Le rendez-vous était fixé à 6 heures à l’aéroport de Tahiti-Faa ’a. Il avait fallu se lever à l’aurore, prendre la voiture à 4h45 pour rejoindre l’aéroport des lignes intérieures – et déjà ceux qui partaient vers Papeete étaient nombreux sur la seule route de l’île. Bien arrivées, bien enregistrées, le départ ne saurait tarder.

ATOLL ATIU

Tiens, c’est un ATR-42, et il y a deux escales avant d’arriver à destination ! La flotte d’Air Tahiti se chiffre à : 7 ATR 72-500 + 2 ATR 42-500 + 1 Beechcraft affecté à Air Archipels et 1 Twin-otter, propriété de la Polynésie française exploitée par Air Tahiti. Air Tahiti est la compagnie aérienne qui dessert régulièrement 47 îles en Polynésie française ; Air Archipels est spécialisée dans les vols à la demande et les évacuations sanitaires (evasan). Elle assure également pour le compte d’Air Tahiti la desserte de certaines îles en Twin-otter et en Beechcraft. La Polynésie vient de faire l’acquisition d’un ATR 600.
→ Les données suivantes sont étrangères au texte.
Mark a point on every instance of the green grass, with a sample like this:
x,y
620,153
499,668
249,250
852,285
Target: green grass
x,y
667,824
Pour poser un ATR 42 il faut disposer d’une piste d’une longueur minimale de 900 m, qui passe à 1 100 m minimum pour un ATR 72. En fonction des caractéristiques de la piste, des performances de l’avion on calcule la charge maximum qui peut être offerte au décollage et à l’atterrissage. En cas de pluie, la distance est augmentée. L’ATR 42 ne pourra embarquer que 36 places sur les 48 proposées. L’avion est déclaré plein par la Compagnie, à la grande surprise des passagers qui découvrent des rangées de sièges vides ! Un défi perpétuel.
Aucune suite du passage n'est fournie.